According to BERNAMA News Agency, Malaysia recorded a total of RM89.8 billion approved investments in 1Q 2025, marking a steady 3.7 per cent year-on-year increase. Foreign investments contributed RM60.4 billion, and domestic investments accounted for RM29.4 billion.
International Islamic University Malaysia (IIUM) associate professor of economics, Dr Muhammad Irwan Ariffin, highlighted that the outcome reflects Malaysia’s position as a favourable destination for international investors, citing its strategic location, robust infrastructure, and investor-friendly policies. He noted that foreign investors are drawn to Malaysia’s skilled workforce, stable economic environment, and access to key markets in Asia, such as ASEAN and China. This heavy reliance on foreign investments underscores the confidence global investors have in Malaysia’s long-term economic prospects, particularly in high-value sectors like electronics, digital services, and clean energy.

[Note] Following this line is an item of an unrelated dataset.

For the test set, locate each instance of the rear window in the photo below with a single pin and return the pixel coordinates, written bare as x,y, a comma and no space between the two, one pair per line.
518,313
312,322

Muhammad Irwan mentioned that sectors such as technology and digital economy, renewable energy, electronics and semiconductors, healthcare, logistics, and e-commerce are expected to drive sustained investments in Malaysia in the coming quarters, despite global trade tensions. Juwai IQI global chief economist Shan Saeed emphasized Malaysia’s ability to secure nearly RM90 billion in approved investments in the first quarter amid a volatile global backdrop, marked by trade tensions and geopolitical uncertainty, underscoring its enduring investor appeal. He added that the 3.7 per cent year-on-year growth in investments, with foreign direct investment accounting for the lion’s share, affirms the nation’s credibility as a stable, high-potential investment destination.
However, Shan noted that headwinds such as US-China trade frictions and protectionist tendencies could strain supply chains and temper external demand. He suggested that positioning Malaysia as a neutral, high-efficiency ASEAN hub will be key to navigating global turbulence while preserving long-term growth momentum. Malaysia continues to remain on the global investor’s radar.
Bank Muamalat Malaysia Bhd chief economist Dr Mohd Afzanizam Abdul Rashid remarked that the rise in approved investments suggests that the appetite for investment among private firms remains intact despite the US-China trade tensions. He highlighted the establishment of the Johor-Singapore Special Economic Zone (JS-SEZ) in January 2025, which resulted in significant investments from Singapore, totalling RM28.3 billion. Johor recorded the highest share of approved investments, emphasizing the potential of JS-SEZs to catalyse regional economic integration and stimulate spillovers, particularly in the construction and data centre industries.
However, he cautioned that lingering uncertainty over ongoing US tariff negotiations could weigh on business sentiment and delay future investment flows. The outcome of these talks will be closely watched as the outlook for the second half of 2025 looks increasingly challenging amid the world awaiting the outcome of tariff negotiations.